Behind house

You are behind the white house. Paths lead into the forest to the east and northeast. In one corner of the house is a small window which is slightly ajar.

> examine the window

The window is slightly ajar, but not enough to allow entry.

> open the window

With great effort, you open the window enough to allow entry.

> enter the house

Story state is, as we described last time, a big block of memory, typically more than would fit into an 8 bit machine like the Commodore 64. Remember, you’ve got to have room for the interpreter implementation in memory as well! Story state size is also typically more than can be addressed with a 16 bit pointer. In addition, when we save a game we actually are going to serialize out all the changes that have been made to memory so far, so it makes sense to keep all the mutable memory small and close together.

For these reasons memory is divided up into a “dynamic” region and a “static” region. The dynamic region is at the low addresses, the static region is at the top. Everything in the dynamic region can be accessed with a 16 bit pointer, but it is possible that some portions of static memory will be at addresses larger than 0xFFFF. The convention for this “high” memory is to use 17 (or, in later versions, more) bit pointers where the bottom bit is zero. Obviously that thing can fit into 16 bits. The price you pay is of course that everything in “high” memory must begin on an even boundary for it to be addressible by only 16 bits, and that you have to remember to do a computation on the 16 bit “packed” pointer before you use it as an actual offset into memory.

The interpreter on a physical-memory-constrained machine would typically leave dynamic “low” memory in physical memory and then page the “high” static code and strings in and out of physical memory as needed. Of course we are many decades from needing to implement such a paging system at the user level; the operating system takes care of all that for us. So we’ll just keep everything in memory all the time.

That said, it is still convenient to keep a strong distinction between dynamic and static memory; first, because I want to ensure that static memory is never written to; that would be a bug in either the game or the interpreter. And second, because for saving, restoring and restarting games we need to be able to say “give me the original state of dynamic memory”.

So that’s the first constraint on our new memory manager. The second is that the Z-machine traffics primarily in 16-bit integers called “words”. We’ll need a way to easily read and write words. Again, of course, writing a word means “make a new version of the story which has the change”.

Let’s put it all together and start writing some code. Code for this episode can be found at https://github.com/ericlippert/flathead/tree/blog3

To begin with, I want to make sure that I never conflate the address of a word with the address of a byte unless I do so deliberately. Once again the type system helps us by allowing us to tag an integer:

type word_address = Word_address of int

I also need a bunch of helper methods. Remember, there is no job too small to put into a helper method. Small helper methods are the methods that are most easily seen to be obviously correct, and therefore are a solid foundation upon which to build more complex code.

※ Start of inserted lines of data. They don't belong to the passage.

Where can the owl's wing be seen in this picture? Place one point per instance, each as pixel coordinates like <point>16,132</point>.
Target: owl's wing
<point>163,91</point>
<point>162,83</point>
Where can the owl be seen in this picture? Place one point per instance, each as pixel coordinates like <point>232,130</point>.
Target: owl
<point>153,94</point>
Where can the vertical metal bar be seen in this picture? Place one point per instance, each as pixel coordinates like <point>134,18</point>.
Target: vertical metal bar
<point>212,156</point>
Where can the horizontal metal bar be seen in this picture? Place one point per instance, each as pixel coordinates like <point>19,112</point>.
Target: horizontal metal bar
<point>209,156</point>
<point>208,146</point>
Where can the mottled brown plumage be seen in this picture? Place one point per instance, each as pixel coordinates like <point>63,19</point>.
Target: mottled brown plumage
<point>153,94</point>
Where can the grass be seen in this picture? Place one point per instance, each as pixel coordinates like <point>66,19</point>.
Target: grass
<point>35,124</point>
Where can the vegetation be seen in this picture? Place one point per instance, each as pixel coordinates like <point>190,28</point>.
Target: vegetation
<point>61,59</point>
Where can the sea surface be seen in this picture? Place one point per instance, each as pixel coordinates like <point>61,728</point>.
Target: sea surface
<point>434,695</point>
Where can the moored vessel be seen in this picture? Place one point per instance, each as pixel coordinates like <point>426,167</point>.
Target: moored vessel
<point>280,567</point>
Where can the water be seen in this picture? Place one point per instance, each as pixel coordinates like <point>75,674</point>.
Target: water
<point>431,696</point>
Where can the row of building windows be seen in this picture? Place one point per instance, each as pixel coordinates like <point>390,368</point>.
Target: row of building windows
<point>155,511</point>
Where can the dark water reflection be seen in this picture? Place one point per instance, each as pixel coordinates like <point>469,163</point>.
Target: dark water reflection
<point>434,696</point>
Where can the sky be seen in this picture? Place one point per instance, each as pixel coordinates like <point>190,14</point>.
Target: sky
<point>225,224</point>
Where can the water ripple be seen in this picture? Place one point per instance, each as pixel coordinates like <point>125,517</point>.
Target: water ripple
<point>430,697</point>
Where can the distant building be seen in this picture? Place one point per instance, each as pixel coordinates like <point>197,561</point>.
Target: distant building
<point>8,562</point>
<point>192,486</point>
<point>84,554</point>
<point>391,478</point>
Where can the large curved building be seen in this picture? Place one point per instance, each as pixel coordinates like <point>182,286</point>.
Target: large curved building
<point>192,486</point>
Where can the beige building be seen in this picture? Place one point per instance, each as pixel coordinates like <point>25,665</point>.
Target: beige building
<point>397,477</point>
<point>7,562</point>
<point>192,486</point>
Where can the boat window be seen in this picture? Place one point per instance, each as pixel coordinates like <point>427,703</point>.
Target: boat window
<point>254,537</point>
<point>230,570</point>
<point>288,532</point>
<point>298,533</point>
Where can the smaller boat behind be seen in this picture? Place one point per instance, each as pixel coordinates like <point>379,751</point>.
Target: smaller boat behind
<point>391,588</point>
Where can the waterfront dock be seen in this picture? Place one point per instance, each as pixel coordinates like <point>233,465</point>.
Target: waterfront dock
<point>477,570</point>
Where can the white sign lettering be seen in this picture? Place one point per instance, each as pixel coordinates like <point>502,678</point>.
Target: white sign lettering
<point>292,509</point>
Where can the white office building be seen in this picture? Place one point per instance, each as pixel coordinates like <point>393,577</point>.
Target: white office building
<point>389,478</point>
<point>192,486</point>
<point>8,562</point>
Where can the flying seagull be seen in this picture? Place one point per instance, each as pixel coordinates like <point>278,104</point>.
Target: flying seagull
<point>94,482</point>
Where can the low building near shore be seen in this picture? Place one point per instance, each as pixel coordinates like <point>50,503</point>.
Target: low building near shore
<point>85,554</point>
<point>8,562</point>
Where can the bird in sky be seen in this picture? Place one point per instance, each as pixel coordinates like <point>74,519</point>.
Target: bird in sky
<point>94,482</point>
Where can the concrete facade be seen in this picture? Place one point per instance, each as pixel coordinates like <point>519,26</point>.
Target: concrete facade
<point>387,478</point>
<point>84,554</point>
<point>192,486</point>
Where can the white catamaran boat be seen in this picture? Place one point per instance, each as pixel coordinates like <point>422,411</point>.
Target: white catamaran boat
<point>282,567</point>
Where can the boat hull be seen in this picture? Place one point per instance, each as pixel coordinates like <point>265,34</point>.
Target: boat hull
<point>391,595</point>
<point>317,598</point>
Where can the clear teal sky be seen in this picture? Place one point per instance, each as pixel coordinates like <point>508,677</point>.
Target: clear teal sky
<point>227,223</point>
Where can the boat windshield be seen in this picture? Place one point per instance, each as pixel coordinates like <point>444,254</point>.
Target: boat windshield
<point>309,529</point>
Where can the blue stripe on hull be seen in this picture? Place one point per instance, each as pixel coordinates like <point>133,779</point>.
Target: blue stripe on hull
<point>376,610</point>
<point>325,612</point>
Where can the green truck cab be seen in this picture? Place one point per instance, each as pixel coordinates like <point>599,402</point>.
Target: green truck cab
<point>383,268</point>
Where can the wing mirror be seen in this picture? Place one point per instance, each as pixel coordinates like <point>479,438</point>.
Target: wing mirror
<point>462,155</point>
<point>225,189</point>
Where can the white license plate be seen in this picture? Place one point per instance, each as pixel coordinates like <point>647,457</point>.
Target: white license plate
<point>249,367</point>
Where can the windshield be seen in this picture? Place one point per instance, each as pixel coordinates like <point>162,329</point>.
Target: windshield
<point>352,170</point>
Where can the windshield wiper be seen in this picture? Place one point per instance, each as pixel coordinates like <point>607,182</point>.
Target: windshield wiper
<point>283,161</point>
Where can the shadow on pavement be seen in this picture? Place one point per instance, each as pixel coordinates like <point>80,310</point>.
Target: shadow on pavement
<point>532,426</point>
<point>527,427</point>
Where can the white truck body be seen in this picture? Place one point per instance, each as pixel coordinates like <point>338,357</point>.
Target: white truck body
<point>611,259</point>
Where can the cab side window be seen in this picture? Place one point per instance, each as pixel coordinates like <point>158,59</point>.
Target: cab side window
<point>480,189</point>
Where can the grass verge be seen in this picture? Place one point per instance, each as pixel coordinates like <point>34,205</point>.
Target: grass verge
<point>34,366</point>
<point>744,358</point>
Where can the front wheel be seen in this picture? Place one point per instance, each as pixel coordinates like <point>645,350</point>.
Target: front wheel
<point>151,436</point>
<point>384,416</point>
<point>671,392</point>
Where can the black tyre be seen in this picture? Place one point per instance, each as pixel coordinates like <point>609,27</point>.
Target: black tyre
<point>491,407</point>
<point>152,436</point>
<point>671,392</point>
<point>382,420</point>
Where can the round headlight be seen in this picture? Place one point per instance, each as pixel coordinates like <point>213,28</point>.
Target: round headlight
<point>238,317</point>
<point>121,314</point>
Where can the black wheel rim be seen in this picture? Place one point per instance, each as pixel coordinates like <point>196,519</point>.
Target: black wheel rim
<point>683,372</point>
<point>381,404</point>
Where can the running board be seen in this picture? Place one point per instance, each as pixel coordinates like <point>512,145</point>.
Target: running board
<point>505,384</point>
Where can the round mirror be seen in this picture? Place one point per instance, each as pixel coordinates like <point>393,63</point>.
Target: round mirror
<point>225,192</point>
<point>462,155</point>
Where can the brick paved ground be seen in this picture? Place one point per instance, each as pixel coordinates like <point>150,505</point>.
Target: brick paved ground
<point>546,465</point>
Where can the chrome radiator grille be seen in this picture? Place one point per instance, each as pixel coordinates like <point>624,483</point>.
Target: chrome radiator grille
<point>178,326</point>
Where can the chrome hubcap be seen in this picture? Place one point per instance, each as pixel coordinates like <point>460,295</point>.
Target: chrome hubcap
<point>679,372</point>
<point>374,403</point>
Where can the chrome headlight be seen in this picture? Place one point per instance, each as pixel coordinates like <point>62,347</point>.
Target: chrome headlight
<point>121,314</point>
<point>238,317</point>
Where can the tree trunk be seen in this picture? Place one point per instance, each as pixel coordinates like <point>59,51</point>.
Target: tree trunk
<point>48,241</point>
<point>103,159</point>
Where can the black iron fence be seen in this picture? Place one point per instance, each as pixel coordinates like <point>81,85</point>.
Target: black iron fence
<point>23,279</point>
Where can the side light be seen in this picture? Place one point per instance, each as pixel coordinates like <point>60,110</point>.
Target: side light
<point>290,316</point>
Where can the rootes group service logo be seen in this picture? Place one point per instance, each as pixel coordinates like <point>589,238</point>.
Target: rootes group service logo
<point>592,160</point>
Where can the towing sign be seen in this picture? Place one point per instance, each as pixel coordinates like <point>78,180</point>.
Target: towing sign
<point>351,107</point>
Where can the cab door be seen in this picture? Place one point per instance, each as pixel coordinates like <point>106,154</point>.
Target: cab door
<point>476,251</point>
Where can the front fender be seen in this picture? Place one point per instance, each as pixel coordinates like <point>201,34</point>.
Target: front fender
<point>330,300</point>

I will need to be able to increment and decrement byte pointers:

let inc_byte_addr_by (Byte_address address) offset =
  Byte_address (address + offset)
  
let dec_byte_addr_by address offset =
  inc_byte_addr_by address (0 - offset)

I am not normally a big fan of abbrvs in method names but these seem perfectly clear so I’m going to make an exception.

I am going to need to be able to say “given a byte address and a string, what is the byte at that offset in the string?”

let dereference_string address bytes =
  if is_out_of_range address (String.length bytes) then
    failwith "address out of range"
  else
    let (Byte_address addr) = address in
    int_of_char bytes.[addr]

I need to be able to say “given the address of a word, what are the addresses of the low and high bytes?” Note that in the Z-machine, words are always stored with the high byte at the lower address:

let address_of_high_byte (Word_address address) =
  Byte_address address
  
let address_of_low_byte (Word_address address) = 
  Byte_address (address + 1)

Again, I hope you appreciate the obvious correctness of these functions, and note how they maintain type safety. I cannot possibly mix up word addresses and byte addresses by accident. If you allow a developer to write a bug, they will! I am no exception to that rule.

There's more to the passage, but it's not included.